WireGuard is able to leverage all cores, whereas ZeroTier (at least currently) only uses a single core. In my testing, ZeroTier generally has better per-core performance, but overall performance is better with WireGuard. This can be improved by using the multiple ZT instances like I mentioned, along with ECMP (basically create a multithreaded ZT solution.

The fact that you were only able to get 50-100% more performance by using WireGuard would indicate that the same issue you’re seeing with ZeroTier is present there as well. 8 cores, even the lower powered one from the Atom processor should be able to hit >1Gbps using WG. This is actually good since it can help to narrow your focus.

Are the hosts you’re conducting the testing from connected at 40Gbps? If so, that gives further credence to what I mentioned with the shaping. You have an 80:1 oversubscription ratio (assuming you can do 500Mbps of ZT traffic), with no method of queuing.
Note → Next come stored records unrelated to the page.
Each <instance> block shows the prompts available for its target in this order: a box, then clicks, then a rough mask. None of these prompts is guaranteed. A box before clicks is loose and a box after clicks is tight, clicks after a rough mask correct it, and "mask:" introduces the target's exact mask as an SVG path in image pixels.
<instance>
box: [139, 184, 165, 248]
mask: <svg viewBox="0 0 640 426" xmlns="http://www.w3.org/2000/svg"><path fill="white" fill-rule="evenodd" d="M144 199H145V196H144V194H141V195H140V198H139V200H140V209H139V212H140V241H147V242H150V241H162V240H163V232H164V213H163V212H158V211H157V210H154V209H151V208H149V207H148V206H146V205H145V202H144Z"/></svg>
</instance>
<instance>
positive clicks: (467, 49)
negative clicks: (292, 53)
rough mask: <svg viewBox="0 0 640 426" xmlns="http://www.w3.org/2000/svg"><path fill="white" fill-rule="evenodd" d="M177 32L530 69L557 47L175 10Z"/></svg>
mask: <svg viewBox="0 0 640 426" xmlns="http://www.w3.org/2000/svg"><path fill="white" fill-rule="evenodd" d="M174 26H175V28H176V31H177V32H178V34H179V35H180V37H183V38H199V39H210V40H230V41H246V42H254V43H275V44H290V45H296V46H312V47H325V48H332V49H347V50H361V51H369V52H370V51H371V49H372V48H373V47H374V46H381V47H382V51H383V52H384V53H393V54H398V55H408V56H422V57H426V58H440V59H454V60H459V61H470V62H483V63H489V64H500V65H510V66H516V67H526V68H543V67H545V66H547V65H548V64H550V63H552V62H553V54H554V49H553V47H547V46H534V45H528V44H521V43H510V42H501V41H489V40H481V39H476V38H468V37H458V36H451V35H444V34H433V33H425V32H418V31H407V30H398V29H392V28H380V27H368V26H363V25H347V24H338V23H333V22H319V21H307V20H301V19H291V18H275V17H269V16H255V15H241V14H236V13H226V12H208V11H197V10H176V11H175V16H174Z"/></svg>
You’re effectively trying to shove a river through a straw, and TCP will keep bouncing against that limit and continuously going into slow-start when you don’t have a queuing mechanism to have a graceful tail drop. That is also potentially evident in your packet captures with the duplicate acks. You’ll experience this as well at 10Gbps, just to a lesser degree. I’ve seen this countless times within customer’s networks, mostly when a provider has a difference in the port and access rates of a delivered circuit.

Hopefully that gives you some starting points to help narrow things down so you can finally get things working how you want it.